Kiedy przeczytałam „Prawdodziejkę” i zobaczyłam, że ma mieć
kolejne części, od razu powiedziałam teściowej (od niej dostałam pierwszą
książkę), że bez skrępowania może mi je kupować. „Wiatrodzieja” dostałam na
urodziny w czerwcu i w sumie całkiem szybko zaczęłam go czytać. Ale skoczyłam
dopiero a początku września, bo miałam bardzo mało okazji, żeby usiąść do
papierowej książki. Wieczorami czytam na kindlu, bo nie muszę do tego włączać
światła, a nie jeździłam dużo autobusami. I dlatego chyba na razie odpuszczę
sobie papier, bo nie zapowiada się, żebym miała gdzieś jeździć sama i mogła w
spokoju poczytać.
Książka zaczyna się dramatycznie, zaraz po tym jak wszyscy
bohaterowie poszli w różne strony. Safi wyruszyła z cesarzową Marstoku, by
pomóc jej w sprawach politycznych. Jednak okręt został zaatakowany i tylko one
dwie się uratowały. Nie udało im się
ujść daleko, bo zostały schwytane przez piekielnych bardów (ludzi, którzy
polują na niezarejestrowanych czarodziejów). Ci mają w planach odprowadzić je
do króla Cartorry, narzeczonego Safi.
Z kolei Iseult ucieka przez rozszczepionymi i w snach poznaje
splotodziejkę, która potrafi rozszczepiać ludzi nawet na ogromną odległość. Ta
uważa, że są takie same, ale Iseult nie chce się na to zgodzić. Niedługo
odnajduje ją Auduan, który miał ją wyśledzić i oddać kapłanowi purytanów, który
nienawidzi dziewczyny. Krwiodziej jednak sprzymierza się z więziodziejką, by
spłacić jej dług życia. Razem wyruszają, by odnaleźć Safi i psychucznie coraz
bardziej się do siebie zbliżają.
Z kolei u Merika znowu nie jest różowo – na niego również
zostaje przygotowany zamach i jego okręt wybucha. Księciu udaje się uratować,
podobnie jak jednemu z załogantów – Cam, chłopcu okrętowemu (który okazuje się
dziewczyną, ale nieważne). Merik wraca do Loats, bo podejrzewa, że to jego
siostra stoi za zamachem. Jego skóra jest bardzo poparzona, a on sam chodzi w
płaszczu z kapturem, więc ze względu na podobieństwo któryś z mieszkańców
nazywa go Furią (któraś ręka boga). Książę przyjmuje nowe imię i pod nim chroni
się, próbując śledzić siostrę.
Nową ważną bohaterką staje się Vivia – siostra Merika. W „Prawdodziejce”

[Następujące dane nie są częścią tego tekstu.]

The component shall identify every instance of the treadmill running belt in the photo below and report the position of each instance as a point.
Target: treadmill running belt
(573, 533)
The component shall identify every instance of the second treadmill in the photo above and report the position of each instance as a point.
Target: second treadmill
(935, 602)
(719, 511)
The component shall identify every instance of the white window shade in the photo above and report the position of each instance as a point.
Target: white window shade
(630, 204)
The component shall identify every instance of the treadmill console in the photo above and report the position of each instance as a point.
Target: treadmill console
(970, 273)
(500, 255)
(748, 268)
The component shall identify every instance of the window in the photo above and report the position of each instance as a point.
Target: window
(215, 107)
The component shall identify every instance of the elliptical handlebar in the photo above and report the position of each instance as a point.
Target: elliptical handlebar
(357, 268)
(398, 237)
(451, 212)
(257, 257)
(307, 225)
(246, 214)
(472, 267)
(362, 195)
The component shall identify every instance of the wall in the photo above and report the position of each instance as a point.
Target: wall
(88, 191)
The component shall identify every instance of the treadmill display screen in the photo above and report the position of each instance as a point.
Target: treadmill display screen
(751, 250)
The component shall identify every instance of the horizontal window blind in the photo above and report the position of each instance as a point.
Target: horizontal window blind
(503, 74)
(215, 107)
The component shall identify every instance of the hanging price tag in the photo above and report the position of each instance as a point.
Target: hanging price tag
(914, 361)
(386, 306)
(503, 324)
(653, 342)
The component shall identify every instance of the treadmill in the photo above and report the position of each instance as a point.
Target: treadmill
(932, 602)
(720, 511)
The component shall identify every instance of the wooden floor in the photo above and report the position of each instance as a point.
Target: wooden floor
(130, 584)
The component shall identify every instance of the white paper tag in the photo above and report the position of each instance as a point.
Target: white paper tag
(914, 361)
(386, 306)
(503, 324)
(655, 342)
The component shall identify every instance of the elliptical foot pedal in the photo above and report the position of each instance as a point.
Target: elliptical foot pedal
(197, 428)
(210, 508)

była wredną i bezwzględną bohaterką drugoplanową. Tu wysuwa się do przodu i
poznajemy ją dużo lepiej. Dowiadujemy się, że wszystko, co robi, robi dla
swojego kraju (na przykład zorganizowała piratów, by kradli zapasy). A mimo to
wiecznie żyła w cieniu brata, któremu wszystko przychodziło z łatwością. Teraz
wiemy, że Vivia nie jest taka zła, a stara się po prostu osiągnąć w życiu to,
co jej się należy i na czym jej zależy. Poświęca się poszukiwaniu podziemnego
miasta z legend, w którym spokojnie pomieściłaby się ludność Lovats i ludzie
nie musieliby tłoczyć się na ulicach i w kanałach.
Cała książka to toczone oddzielnie te cztery wątki. Dwa z
nich na chwilę się łączą, ale inny na trochę dzieli na dwa. Nie powiedziałabym,
że jest to do końca spójna opowieść, ale mam nadzieję, że w kolejnej części
będzie lepiej.
Ogólnie przygody bohaterów są ciekawe, można im kibicować i
się z nimi zżyć. Tylko jest t nieco naiwne, ale trudno – nie czyta się źle.
Najbardziej przeszkadzało mi urwanie wątku splotodziejki, która w pewnym
momencie po prostu zniknęła. I pojawienie się znikąd na sam koniec pewnej
postaci, która wcześniej odeszła i nie zarejestrowałam, żeby w jakiś sposób się
odnalazła… Mimo to książkę oceniam dobrze i gdybym miała więcej czasu na pewno
przeczytałabym ją szybciej i pewnie to dostarczyłoby mi więcej przyjemności.